I visited my father's grave once, when I was in my late teens. In the ground was a small, rectangular plaque with his name inscribed on it, along with the date of his birth and that of his death. I felt nothing stir inside me. I thought I should at least feel something, but I didn’t. And then I thought I should at least feel something about not feeling something, but I didn’t, really. I've never been back.

George never fully recovered from the incident. The trial was an especially brutal one. I think, too, that his marriage to my mother only aggravated things for him, given the continual presence of my younger sister and I. One night, in Odessa, Texas, which is where we were living then, he suffered from a mental collapse. He had suddenly started accusing my mother of paying people to drive up and down the street just to keep him awake. A few days after that, I asked my mother what had happened to him, as I still hadn't been told anything. She started crying and told me that he was gone and wouldn't be coming home anymore. I was 10 years old. Mostly one institution or another took care of George for the rest of his life. He died several years ago.

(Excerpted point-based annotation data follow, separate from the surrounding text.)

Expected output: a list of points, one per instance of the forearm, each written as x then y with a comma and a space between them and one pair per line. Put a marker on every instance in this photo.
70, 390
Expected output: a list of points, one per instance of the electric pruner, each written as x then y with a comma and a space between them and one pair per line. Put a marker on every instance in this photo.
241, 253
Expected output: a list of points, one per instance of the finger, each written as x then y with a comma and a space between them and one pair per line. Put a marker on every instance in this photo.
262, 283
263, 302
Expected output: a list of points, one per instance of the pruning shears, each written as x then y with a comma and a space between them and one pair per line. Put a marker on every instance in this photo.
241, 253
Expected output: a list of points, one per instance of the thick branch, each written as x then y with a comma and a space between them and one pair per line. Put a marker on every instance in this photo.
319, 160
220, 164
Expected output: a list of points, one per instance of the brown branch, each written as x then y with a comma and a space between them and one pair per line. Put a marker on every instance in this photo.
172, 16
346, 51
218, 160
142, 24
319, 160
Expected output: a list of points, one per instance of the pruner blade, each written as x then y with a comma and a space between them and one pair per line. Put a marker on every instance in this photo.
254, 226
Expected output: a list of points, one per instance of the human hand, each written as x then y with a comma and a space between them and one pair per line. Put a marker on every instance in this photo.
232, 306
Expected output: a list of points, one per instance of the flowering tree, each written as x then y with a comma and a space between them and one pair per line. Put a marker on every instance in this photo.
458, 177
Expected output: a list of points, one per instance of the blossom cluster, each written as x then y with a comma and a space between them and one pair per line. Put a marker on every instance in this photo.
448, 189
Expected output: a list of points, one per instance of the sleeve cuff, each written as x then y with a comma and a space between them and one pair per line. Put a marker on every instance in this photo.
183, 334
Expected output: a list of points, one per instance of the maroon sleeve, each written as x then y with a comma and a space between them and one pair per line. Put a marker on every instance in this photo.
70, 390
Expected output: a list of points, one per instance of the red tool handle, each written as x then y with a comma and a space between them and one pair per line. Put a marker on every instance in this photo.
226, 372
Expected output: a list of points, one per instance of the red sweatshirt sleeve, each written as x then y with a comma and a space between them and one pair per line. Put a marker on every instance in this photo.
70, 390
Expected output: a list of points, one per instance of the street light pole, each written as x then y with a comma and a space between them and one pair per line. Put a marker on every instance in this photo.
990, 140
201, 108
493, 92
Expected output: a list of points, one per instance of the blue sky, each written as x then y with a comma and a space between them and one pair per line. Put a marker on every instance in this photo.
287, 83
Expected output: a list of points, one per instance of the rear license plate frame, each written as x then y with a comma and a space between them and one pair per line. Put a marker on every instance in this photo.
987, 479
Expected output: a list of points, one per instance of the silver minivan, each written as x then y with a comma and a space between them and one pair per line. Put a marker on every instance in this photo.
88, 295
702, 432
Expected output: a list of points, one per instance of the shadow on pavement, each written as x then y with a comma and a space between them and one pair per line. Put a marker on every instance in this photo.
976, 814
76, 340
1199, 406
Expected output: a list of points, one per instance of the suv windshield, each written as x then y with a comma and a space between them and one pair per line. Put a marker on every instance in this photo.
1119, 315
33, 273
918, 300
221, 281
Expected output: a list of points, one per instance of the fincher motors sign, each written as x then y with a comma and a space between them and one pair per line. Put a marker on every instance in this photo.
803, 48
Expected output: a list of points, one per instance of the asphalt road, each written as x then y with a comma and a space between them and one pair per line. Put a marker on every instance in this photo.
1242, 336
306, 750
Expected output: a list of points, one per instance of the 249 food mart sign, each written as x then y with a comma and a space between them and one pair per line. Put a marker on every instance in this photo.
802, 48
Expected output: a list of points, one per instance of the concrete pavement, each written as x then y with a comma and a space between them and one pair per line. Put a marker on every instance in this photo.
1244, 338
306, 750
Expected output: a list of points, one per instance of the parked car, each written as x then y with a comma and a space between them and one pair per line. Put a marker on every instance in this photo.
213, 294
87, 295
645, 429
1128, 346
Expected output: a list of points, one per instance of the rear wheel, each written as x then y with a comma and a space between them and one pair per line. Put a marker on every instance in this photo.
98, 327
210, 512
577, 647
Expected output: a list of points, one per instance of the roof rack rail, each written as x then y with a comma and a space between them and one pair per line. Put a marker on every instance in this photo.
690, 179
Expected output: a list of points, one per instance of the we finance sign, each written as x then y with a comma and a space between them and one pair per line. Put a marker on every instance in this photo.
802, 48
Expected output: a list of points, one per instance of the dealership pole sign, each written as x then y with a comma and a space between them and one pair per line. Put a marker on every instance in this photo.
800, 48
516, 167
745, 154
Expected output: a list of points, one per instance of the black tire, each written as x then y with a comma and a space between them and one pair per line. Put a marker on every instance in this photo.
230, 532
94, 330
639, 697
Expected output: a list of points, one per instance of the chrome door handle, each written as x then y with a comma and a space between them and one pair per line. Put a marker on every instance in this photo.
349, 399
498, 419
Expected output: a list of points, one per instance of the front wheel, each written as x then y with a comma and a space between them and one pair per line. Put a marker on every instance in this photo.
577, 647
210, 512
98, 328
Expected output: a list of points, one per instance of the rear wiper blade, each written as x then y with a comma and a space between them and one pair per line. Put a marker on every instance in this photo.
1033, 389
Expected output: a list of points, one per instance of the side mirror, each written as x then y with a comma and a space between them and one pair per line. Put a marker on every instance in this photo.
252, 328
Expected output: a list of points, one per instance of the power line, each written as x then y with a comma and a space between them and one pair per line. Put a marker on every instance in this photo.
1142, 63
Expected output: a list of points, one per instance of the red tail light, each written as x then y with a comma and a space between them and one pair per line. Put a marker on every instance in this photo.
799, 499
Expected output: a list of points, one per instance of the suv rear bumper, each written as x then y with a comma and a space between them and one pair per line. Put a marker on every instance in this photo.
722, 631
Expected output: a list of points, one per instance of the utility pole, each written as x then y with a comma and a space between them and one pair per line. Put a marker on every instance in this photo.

Bill married Lillian. They are still married and live in California. They have two grown sons. Bill is probably the only person alive who knows what really happened the day my father was killed. He may have told his older brother Willard, but Willard was on Corrigidor in WWII, where he was in hand-to-hand combat for over 30 days armed only with a bayonet. He might tell me anything. Lillian came home from work one day and found him perched, stark naked, over the kitchen sink, wherein he had defecated. He was smiling at her. Lillian has never allowed him back in their house. On Willard's better days, Bill visits him in his sparsely furnished apartment and they drink beer together. I could swear, when I visited them, that Uncle Bill was never happier than when he was drinking beer with Uncle Willard.